While 'dancing round the D word'
Nora Ephron made the following observations:
Chances of dying.
When you cross into your sixties, your odds of dying -
or merely getting horribly sick on the way to dying - spike.
Death is a sniper. It strikes people you love,
people you like, people you know,
it's everywhere.
You could be next.
But then you turn out not to be.
But then again you could be.
Questions
Here are some questions I am constantly noodling over:
Do you splurge or do you hoard?
Do you live every day as if it's your last,
or do you save your money
on the chance you'll live twenty more years?
Is life too short,
or is it going to be too long?
Do you work as hard as you can,
or do you slow down to smell the roses?
And where do carbohydrates fit into all this?
And what about chocolate?
There's a question for you, Gertrude Stein -
(who as she lay dying was asked by
Alice B. Toklas, "What is the answer?")
what about chocolate?
The final prognosis.
Before you get sick, you have absolutely no idea
of how you're going to feel once you do.
You can imagine you'll be brave,
but it's just as possible you'll be terrified.
You can hope that you'll find a way to accept death,
but you could just as easily end up raging against it.
The funeral.
I know what sort of food I would like served:
those little finger sandwiches
from this place on Lexington Avenue called William Poll.

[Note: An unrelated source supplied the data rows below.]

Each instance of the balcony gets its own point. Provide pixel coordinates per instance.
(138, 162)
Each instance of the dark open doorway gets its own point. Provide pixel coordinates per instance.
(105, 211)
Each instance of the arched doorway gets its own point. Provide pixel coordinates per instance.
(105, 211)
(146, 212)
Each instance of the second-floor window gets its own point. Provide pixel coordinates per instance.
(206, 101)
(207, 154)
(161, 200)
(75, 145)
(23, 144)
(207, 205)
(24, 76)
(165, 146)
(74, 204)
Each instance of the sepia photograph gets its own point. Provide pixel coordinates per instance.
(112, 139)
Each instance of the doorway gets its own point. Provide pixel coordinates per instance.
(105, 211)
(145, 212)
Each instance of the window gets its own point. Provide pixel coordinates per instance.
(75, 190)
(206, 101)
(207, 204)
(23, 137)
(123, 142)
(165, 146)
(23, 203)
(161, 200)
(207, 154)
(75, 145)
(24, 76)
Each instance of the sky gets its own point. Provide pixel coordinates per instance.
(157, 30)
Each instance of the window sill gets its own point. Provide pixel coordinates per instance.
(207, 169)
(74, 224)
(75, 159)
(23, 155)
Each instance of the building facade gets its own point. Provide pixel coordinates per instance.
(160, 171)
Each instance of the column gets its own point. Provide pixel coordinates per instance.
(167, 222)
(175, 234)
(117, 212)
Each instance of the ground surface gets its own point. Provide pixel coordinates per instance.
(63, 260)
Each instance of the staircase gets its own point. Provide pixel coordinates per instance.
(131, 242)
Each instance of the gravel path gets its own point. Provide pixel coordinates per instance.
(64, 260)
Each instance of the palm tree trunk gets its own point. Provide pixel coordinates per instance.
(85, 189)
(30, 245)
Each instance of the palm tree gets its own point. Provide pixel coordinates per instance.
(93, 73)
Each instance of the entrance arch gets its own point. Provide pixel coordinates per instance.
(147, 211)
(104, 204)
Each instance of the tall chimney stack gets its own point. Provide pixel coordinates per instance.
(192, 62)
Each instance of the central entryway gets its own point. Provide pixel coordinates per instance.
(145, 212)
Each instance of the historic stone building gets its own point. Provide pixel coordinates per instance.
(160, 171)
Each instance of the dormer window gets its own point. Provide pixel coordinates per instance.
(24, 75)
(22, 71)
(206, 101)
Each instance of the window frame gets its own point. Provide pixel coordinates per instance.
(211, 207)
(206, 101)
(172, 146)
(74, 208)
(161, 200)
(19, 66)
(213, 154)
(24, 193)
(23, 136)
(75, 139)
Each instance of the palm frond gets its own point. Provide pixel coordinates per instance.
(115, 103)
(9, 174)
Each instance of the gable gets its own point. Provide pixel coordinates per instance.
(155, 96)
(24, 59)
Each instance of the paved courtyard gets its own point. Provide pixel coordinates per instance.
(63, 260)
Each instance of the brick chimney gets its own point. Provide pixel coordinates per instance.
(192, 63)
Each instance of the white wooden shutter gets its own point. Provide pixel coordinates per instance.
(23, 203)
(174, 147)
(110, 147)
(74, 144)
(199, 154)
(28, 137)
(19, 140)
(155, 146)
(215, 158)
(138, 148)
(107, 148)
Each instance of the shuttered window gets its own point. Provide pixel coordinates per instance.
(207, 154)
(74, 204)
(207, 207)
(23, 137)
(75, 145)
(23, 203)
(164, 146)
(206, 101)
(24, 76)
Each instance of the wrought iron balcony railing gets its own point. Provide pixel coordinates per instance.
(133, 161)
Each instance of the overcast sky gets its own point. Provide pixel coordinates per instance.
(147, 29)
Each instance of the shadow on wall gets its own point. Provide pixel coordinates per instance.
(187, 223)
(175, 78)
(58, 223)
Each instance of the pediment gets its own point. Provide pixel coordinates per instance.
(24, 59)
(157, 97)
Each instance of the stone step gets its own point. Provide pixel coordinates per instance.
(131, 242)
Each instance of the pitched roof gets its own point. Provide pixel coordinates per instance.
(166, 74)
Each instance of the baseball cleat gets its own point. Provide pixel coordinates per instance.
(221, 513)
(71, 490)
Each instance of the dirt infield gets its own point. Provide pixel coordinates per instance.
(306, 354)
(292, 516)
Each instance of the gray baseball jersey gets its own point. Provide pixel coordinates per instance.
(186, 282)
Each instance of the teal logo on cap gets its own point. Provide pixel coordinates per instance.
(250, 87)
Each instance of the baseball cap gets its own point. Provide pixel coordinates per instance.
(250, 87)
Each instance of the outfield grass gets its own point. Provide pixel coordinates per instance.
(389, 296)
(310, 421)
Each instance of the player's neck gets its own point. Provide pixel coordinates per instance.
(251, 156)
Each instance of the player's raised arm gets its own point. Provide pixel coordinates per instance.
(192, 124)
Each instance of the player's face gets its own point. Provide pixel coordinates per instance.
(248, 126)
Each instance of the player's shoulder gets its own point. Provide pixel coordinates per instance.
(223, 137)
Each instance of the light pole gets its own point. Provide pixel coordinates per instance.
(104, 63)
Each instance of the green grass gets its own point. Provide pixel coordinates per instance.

And champagne would be nice. I love champagne.
It's so festive.
But otherwise I don't have a clue.
Burial or cremation?
I haven't even figured out whether I want to be
buried or cremated -largely because I've always worried
that cremation in some way lowers your
chances of being reincarnated.
(If there is such a thing.) (Which I know there isn't.)
(And yet.)
Life goes on.
I need more bath oil.
And that reminds me to say something about bath oil.
I use this bath oil I happen to love.
It's called Dr. Hauschka's lemon bath.
It costs about twenty dollars, which
is enough for about two weeks of baths
if you follow the instructions.
The instructions say one capful per bath.
But a capful gets you nowhere.
A capful is not enough. I have known this for a long time.
But if the events of the last few years have taught me anything,
it's that I'm going to feel an idiot if I die tomorrow
and I skimped on bath oil today.
So I use quite a lot of bath oil.
More than you could ever imagine.
After I take a bath,
my bathtub is as dangerous as an oil slick.
But thanks to the bath oil, I'm as smooth as silk.
I am going out to buy more, right now.